私のお気に入りの作品です。夢を見る話しの絶品となっています。
なおこの文はネタバレ全開となっています。
1952年 Franco London Films/Rizzoli Film/Gaumont (1952) (France) (theatrical) (35 and 16 mm) フランス=イタリア作品
ランニング・タイム◆87分
原題◆Les Belles de Nuit
プロット◆現実逃避で夢を見てたら自作のオペラが採用される話しのようです。
音楽◆ジョルジュ・ヴァン・パリス
BS193 WOWOWにて。
画質は非常によいです。おそらく前に買ったDVDソフトよりよいと思う。
スクイーズ収録録画のフル表示。
画面サイズはスタンダード。左右に黒味あり。
音声は AAC 1.0ch
キャスト
ジェラール・フィリップ→音楽教師のクロード
マガリ・ヴァンドイユ→ルイ16世時代の貴族令嬢/現代の修理工の娘シュザンヌ
マルティーヌ・キャロル→1900年の御婦人エドメ/現代の御婦人
ジーナ・ロロブリジダ→1830年のアルジェリア美人レイラ/現代のカフェのレジ係
マリリン・ビュフェル→ルイ13世時代の美人/眼鏡の郵便局員
パロー→カフェの老人/それぞれの時代で文句が多い老人
ビシュエール→自動車修理工のロジェ
ジャン・パレデス→薬屋のポール
ベルナール・ラジャリジュ→警官のレオン
ルネ・クレール監督の演出はよいと思います。
全編に渡り夢を描写する演出、設定、手法がいい優れ物な作品です。
この作品は要するに『うる星やつら2 ビューティフル・ドリーマー』(1984年)で連続して夢を見るシークエンスが全編に渡っているようなものなのです。

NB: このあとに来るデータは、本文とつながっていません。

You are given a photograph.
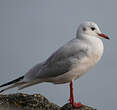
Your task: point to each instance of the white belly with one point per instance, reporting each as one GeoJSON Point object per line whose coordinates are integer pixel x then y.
{"type": "Point", "coordinates": [82, 66]}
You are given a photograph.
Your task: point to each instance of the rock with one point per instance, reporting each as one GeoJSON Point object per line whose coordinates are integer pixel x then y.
{"type": "Point", "coordinates": [20, 101]}
{"type": "Point", "coordinates": [69, 107]}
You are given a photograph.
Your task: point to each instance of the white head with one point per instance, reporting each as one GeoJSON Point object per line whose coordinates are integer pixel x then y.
{"type": "Point", "coordinates": [91, 29]}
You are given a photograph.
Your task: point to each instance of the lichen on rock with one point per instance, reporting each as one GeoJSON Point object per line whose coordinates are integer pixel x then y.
{"type": "Point", "coordinates": [21, 101]}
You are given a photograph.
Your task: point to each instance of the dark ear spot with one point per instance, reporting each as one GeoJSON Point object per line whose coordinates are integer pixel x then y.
{"type": "Point", "coordinates": [84, 29]}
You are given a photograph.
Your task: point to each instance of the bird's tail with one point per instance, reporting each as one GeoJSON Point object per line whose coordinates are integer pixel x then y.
{"type": "Point", "coordinates": [13, 83]}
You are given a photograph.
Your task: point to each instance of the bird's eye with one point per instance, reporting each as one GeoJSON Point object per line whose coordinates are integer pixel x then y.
{"type": "Point", "coordinates": [92, 28]}
{"type": "Point", "coordinates": [84, 29]}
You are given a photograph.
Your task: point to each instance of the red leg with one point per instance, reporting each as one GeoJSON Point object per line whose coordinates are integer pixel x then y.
{"type": "Point", "coordinates": [76, 105]}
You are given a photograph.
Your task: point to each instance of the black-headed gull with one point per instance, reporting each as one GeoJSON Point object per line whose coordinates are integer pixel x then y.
{"type": "Point", "coordinates": [68, 63]}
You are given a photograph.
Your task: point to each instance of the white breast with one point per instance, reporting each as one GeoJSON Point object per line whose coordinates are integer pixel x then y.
{"type": "Point", "coordinates": [95, 51]}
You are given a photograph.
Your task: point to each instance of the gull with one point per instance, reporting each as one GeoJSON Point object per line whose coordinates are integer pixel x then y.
{"type": "Point", "coordinates": [68, 63]}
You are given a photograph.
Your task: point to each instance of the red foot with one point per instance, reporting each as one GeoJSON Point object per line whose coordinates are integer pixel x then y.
{"type": "Point", "coordinates": [77, 105]}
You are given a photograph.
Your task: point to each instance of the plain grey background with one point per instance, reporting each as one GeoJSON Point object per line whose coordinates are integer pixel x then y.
{"type": "Point", "coordinates": [30, 30]}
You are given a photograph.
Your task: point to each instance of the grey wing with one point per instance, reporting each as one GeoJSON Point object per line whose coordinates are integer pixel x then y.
{"type": "Point", "coordinates": [62, 60]}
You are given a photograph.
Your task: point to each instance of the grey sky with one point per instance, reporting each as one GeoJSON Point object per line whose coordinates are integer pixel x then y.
{"type": "Point", "coordinates": [30, 30]}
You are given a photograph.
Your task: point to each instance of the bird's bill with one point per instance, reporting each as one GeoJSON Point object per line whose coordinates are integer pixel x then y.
{"type": "Point", "coordinates": [103, 35]}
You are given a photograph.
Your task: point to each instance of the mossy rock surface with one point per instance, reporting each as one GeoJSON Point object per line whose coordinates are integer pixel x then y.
{"type": "Point", "coordinates": [21, 101]}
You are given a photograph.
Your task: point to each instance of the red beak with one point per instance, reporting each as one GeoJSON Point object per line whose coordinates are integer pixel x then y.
{"type": "Point", "coordinates": [104, 36]}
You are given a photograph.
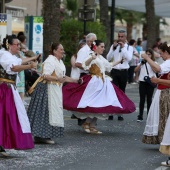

シーン転換の手法のサンプル集といってもいいくらい上手いです。
フェイドや溶暗等は使わない要するに舞台の手法のバリエーションだと思えます。見ているとこれが映画的で最高なのです。
書き割りのセットがいい。
このようなセンスは大好きです。使い方ではドイツ表現主義の影響も感じられます。
スクリーンプロセスも使っています。
セットばかりと思っていたらロケをありました。
珍しい?かも。川はもちろんセーヌ川かと思ってましたが後になってクルマでパリへ行くので違ってました。ということはバリではない街が舞台のようです。
ミュージカル感覚も楽しい作品です。歌が効果的に使われています。
当時はオペラを侮辱していると言われたと思われます。でも私はこのようなセンスは大好きです。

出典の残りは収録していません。